Given the number of performers who have recently been hosting online concerts, it begs the question, “Will these replace live shows?” And that reminds me of a conversation I had with another touring engineer not too long ago.

We were commiserating about commuting to our gigs, joking about how it’s not a far fetch to be able to remotely mix a live show from one’s couch. The technology is certainly available and we laughed at the concept of traveling from the kitchen to the couch, instead of traveling 13 hours across multiple flights.

A streaming or even recorded live performance from your favorite artist is a wonderful thing. It makes you feel connected to the artist, gives you an up-close view of their abilities, possibly a preview of songs-in-progress, and might reveal a glimpse of their personal lives. We’ve even seen events where an artist solicits requests from the attending audience via chat, providing instant feedback and getting the participants more involved.

As attractive as that might sound to musicians and crew who are weary of touring, it’s not likely that streaming performances will replace live performances anytime soon. While an online performance like the Living Room Concert for America is indeed an event, it’s an event that’s way different from being in a room with 500, 3,000 or 10,000 people who feel the same way you do about a certain type of music, or are coming together for a common cause (as was the case last night). There’s no substitute for the give-and-take energy between performer and audience, that mystical connection that happens when a performer sings a song in-person like they’re speaking to you—because they are.

I remember being in a media class in school many years ago when one of the students raised the idea of whether or not home video recorders would replace movie theaters (some of us may remember the famous “Betamax” case from the 1970s).
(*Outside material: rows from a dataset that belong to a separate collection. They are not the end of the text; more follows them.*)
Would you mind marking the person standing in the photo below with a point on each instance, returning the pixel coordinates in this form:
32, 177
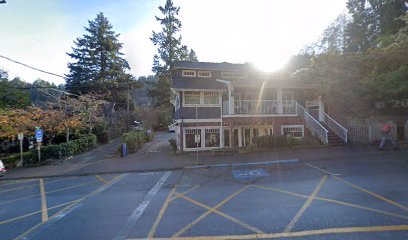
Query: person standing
387, 136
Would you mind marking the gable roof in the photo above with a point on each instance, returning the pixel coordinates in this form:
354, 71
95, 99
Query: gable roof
223, 66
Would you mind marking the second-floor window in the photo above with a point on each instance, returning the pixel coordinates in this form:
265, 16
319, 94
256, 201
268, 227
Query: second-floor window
188, 73
204, 74
211, 98
201, 98
192, 98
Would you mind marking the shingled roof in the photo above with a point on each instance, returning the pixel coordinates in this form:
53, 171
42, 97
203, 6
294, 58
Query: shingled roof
223, 66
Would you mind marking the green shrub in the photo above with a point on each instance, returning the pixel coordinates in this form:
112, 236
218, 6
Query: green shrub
134, 140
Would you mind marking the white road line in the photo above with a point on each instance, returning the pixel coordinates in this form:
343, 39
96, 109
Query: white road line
330, 173
131, 222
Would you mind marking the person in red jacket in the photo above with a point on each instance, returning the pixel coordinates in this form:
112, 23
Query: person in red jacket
387, 136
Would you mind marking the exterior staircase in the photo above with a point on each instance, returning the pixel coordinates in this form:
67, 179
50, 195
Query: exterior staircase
333, 138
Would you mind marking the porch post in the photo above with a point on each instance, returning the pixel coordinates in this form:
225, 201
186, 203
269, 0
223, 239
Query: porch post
231, 101
321, 109
279, 98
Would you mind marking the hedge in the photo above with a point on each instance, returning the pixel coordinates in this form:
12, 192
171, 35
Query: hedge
84, 143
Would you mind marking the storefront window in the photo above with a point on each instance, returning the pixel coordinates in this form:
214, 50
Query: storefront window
190, 138
212, 137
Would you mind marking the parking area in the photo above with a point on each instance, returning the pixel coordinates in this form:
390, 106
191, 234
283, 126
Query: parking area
26, 204
291, 200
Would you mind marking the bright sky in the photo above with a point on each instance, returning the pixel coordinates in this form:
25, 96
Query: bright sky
265, 32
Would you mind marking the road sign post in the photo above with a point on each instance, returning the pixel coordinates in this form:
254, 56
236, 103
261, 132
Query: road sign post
20, 137
197, 140
38, 137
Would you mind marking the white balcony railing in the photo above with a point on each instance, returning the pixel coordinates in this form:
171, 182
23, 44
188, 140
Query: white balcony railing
312, 124
336, 127
261, 107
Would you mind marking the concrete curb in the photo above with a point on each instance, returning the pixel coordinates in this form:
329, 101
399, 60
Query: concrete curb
155, 170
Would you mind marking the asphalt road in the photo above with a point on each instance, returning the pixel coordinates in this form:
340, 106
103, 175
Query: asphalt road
343, 199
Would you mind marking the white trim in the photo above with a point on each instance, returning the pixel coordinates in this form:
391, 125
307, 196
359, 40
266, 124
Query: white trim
198, 74
214, 120
188, 71
261, 115
294, 126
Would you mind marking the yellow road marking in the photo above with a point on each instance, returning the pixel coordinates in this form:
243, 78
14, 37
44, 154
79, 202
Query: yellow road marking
161, 213
44, 210
34, 185
101, 179
183, 230
57, 190
300, 233
372, 194
184, 193
247, 226
292, 223
333, 201
76, 202
34, 213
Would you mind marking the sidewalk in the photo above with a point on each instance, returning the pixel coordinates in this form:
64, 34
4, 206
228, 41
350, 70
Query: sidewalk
156, 156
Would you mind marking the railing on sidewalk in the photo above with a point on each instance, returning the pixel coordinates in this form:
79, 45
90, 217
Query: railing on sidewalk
312, 124
336, 127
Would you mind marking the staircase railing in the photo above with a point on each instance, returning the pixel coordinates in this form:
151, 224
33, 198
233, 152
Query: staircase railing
312, 123
336, 127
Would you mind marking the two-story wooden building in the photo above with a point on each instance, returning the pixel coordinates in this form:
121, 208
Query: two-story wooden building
228, 105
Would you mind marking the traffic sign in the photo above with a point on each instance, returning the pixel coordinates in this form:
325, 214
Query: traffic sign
38, 135
197, 138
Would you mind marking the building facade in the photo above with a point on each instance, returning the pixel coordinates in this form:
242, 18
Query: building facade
224, 105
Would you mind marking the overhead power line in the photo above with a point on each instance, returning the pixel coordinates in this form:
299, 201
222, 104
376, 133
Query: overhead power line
31, 67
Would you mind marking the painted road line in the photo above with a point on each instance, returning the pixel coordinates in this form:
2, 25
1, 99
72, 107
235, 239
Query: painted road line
244, 164
292, 223
132, 220
333, 201
327, 172
57, 190
62, 213
186, 228
101, 179
372, 194
316, 232
242, 224
161, 213
44, 209
34, 185
34, 213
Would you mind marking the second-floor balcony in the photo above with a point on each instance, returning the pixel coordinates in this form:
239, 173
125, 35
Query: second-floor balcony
259, 107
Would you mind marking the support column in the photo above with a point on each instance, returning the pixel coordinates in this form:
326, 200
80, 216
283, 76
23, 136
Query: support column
279, 98
321, 109
240, 137
231, 107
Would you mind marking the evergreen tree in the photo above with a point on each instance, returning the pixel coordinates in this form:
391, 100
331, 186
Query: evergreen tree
169, 50
98, 65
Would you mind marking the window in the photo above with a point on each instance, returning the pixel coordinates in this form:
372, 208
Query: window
296, 130
212, 137
190, 138
241, 75
191, 97
228, 75
211, 98
188, 73
204, 74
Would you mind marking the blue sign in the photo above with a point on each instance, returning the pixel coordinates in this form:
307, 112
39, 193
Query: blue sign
39, 135
249, 173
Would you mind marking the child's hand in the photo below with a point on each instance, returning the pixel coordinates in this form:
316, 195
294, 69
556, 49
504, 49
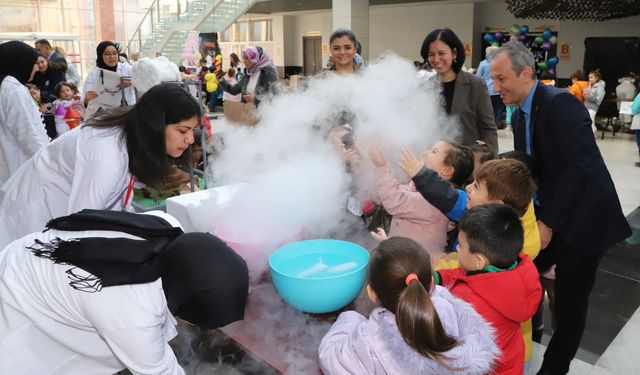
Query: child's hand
409, 163
249, 98
377, 157
379, 235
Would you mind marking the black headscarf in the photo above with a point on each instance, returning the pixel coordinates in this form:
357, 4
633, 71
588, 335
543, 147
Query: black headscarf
204, 281
100, 50
17, 60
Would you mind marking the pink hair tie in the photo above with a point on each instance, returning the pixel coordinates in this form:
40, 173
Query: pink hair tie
410, 278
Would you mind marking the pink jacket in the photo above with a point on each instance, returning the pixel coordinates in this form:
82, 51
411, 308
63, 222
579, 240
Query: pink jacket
357, 345
413, 216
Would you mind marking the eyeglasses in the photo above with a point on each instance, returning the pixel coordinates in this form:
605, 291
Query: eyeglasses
105, 87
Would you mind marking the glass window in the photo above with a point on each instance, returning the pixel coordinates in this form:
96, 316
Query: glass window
242, 32
256, 30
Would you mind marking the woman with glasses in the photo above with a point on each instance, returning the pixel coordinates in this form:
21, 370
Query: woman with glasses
108, 60
97, 164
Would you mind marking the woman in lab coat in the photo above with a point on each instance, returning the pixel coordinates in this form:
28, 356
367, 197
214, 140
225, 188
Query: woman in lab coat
97, 293
107, 59
96, 165
22, 132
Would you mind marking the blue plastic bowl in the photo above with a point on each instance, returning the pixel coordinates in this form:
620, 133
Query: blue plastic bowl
319, 276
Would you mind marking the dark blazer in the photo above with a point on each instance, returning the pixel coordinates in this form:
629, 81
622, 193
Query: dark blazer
265, 86
472, 106
576, 194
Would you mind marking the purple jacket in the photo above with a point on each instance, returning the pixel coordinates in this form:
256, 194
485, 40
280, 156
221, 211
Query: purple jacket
355, 345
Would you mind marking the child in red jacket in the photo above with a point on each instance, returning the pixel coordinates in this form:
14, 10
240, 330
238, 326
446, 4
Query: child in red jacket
502, 285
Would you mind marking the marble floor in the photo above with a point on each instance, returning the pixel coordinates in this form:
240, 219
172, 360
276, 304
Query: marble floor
610, 342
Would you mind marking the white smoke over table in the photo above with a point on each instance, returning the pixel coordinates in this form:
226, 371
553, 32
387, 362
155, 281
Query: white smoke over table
297, 175
297, 178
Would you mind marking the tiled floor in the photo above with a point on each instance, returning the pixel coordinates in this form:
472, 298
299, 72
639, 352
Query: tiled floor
611, 323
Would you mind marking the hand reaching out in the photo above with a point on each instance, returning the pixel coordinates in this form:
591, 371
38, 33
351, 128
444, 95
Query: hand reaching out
409, 163
377, 157
379, 235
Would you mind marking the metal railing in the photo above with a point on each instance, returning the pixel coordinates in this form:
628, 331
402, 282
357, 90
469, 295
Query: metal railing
165, 18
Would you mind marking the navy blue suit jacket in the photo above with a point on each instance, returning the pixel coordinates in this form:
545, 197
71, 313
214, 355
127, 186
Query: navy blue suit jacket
576, 195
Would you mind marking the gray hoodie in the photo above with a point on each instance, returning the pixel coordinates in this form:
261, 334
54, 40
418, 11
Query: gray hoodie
593, 100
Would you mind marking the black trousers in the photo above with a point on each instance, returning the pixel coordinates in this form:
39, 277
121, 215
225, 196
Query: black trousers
575, 276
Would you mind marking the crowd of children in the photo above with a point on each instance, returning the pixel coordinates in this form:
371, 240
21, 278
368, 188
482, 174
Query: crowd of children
471, 215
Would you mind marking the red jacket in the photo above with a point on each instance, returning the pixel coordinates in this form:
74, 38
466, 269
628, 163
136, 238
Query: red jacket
505, 299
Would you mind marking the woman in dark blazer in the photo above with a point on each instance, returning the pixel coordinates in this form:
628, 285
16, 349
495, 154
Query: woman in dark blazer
465, 95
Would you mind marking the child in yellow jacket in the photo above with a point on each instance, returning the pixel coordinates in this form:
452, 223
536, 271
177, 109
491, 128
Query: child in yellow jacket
505, 181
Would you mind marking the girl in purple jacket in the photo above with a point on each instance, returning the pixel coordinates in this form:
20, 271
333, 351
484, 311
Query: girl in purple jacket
419, 328
413, 216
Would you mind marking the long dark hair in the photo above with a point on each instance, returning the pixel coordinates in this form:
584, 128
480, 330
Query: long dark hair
392, 261
448, 37
143, 130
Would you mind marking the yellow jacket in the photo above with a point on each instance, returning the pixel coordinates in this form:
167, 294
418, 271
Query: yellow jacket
212, 82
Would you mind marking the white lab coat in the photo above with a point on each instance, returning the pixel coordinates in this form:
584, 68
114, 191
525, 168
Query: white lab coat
22, 131
86, 167
93, 82
47, 327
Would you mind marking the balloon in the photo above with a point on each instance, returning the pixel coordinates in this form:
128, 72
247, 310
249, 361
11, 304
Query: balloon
553, 60
515, 29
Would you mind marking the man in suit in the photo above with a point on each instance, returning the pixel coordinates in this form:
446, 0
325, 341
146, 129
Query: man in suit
579, 213
56, 61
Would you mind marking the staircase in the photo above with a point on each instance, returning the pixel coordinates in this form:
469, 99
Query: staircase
164, 25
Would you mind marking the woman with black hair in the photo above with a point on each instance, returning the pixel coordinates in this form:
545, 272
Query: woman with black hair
345, 51
96, 165
22, 132
107, 58
97, 291
465, 95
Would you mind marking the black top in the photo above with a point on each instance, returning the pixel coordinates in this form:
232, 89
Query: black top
447, 92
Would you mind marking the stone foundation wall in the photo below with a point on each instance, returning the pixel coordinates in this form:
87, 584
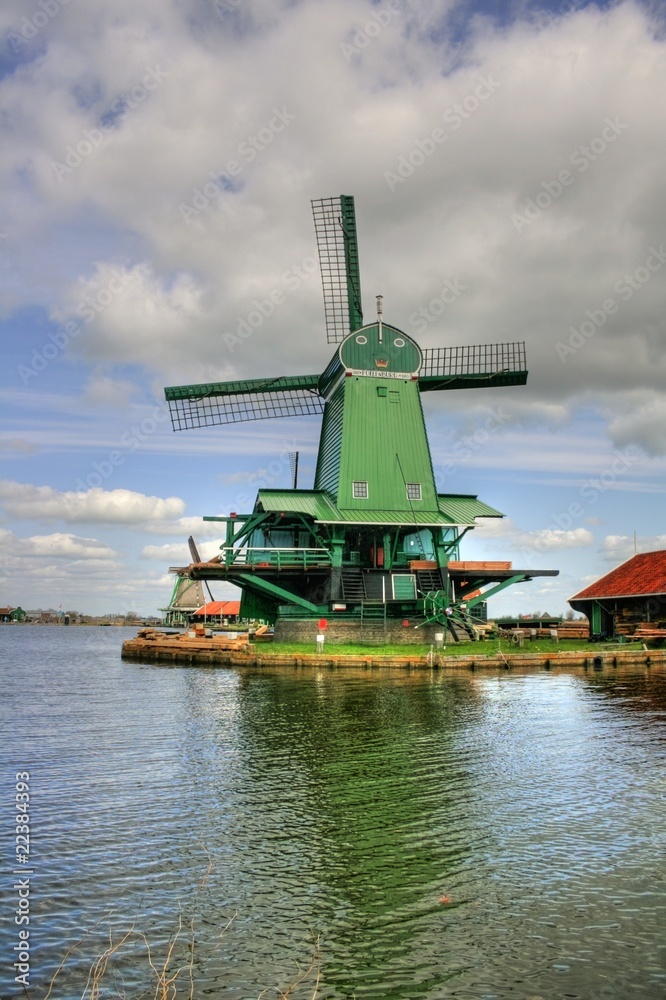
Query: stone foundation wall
370, 634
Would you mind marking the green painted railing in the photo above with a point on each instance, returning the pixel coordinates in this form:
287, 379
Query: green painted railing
270, 558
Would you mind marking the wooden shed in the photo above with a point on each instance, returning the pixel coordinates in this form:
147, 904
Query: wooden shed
630, 600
The professor, whose name escapes me, felt that this was not likely to happen for several reasons. One was that going out to a movie is a cheap date, and broke youngsters will always need that. For the most part, movies don’t premiere on a home video system, though that has changed recently. Another reason—one that parallels the concert industry—is that viewing a movie at home is not an event. As is the case with a live concert, you only get the full impact by physically being in the venue where you experience the scope of the event—including the lighting, the effects and the audio system. That’s what makes live music special.